The interest toward microplastics discharged from wastewater treatment plants (WWTPs) is quite recent, even if representing one of the routes by which microplastics reach marine environments. Treated wastewater effluents may importantly contribute to increase aquatic and marine microplastics presence (Sundt et al., 2014; Hashmi, 2021). WWTPs represent focal points in concentrating large amounts of microplastics from urban sources acting as a gateway for microplastics from domestic, commercial, industrial and other sources. Although large quantities of microplastics are removed from the treated wastewater (Koelmans et al., 2019) and retained in sewage sludge, wastewater treatment does not target to microplastics specifically (Irfan et al., 2020). As a consequence, most WWTPs discharge effluents containing microplastics into rivers, lakes and groundwater, with a final destination represented by marine environment.

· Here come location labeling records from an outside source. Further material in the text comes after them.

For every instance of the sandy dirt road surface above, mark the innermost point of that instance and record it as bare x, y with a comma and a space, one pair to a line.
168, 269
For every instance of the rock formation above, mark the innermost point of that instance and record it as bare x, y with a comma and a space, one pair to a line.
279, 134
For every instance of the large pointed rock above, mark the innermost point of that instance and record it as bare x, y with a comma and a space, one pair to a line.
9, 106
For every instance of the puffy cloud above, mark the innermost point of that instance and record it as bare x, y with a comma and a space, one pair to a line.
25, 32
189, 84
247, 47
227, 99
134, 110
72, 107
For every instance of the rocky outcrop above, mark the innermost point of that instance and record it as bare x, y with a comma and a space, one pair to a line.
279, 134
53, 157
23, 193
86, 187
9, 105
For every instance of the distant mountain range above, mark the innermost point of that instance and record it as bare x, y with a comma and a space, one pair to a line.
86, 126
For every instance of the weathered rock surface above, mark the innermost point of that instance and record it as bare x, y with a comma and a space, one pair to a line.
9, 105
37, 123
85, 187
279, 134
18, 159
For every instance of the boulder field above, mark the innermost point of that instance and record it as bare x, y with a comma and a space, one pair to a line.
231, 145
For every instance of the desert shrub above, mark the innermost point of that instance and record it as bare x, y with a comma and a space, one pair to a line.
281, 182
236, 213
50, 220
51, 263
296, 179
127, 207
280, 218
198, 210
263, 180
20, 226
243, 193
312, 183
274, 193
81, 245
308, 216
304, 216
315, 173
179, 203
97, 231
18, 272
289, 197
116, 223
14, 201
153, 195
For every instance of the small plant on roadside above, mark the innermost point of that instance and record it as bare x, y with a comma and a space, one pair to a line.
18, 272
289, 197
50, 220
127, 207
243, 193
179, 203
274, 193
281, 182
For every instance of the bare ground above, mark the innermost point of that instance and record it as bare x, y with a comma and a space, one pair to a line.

Up to now, no policies or regulations requiring the removal of microplastics during wastewater treatment have been adopted, but as the interest on microplastics pollution raises, the search for wastewater technologies able to capture particles before they reach surface waters has begun to attract attention. So far, microplastics are included within the Marine Strategy Framework Directive but not within the Urban Wastewater Treatment Directive that is the basis of the regulation for most European WWTPs (SAPEA, 2019). A recent literature research revealed that globally no jurisdiction about the maximum level of microplastics permitted in discharged wastewater has been noticed.

Most commonly used treatment technologies applied in WWTPs are represented by primary treatment processes (primary settling treatment, grit and grease treatment), secondary treatment processes (A²O, biofilters or other bioreactors) and tertiary treatment processes (UV, ozonation, chlorination, membrane bioreactors (MBR), rapid sand filters (RSFs), and micro-nano filtration) (Talvitie et al., 2017).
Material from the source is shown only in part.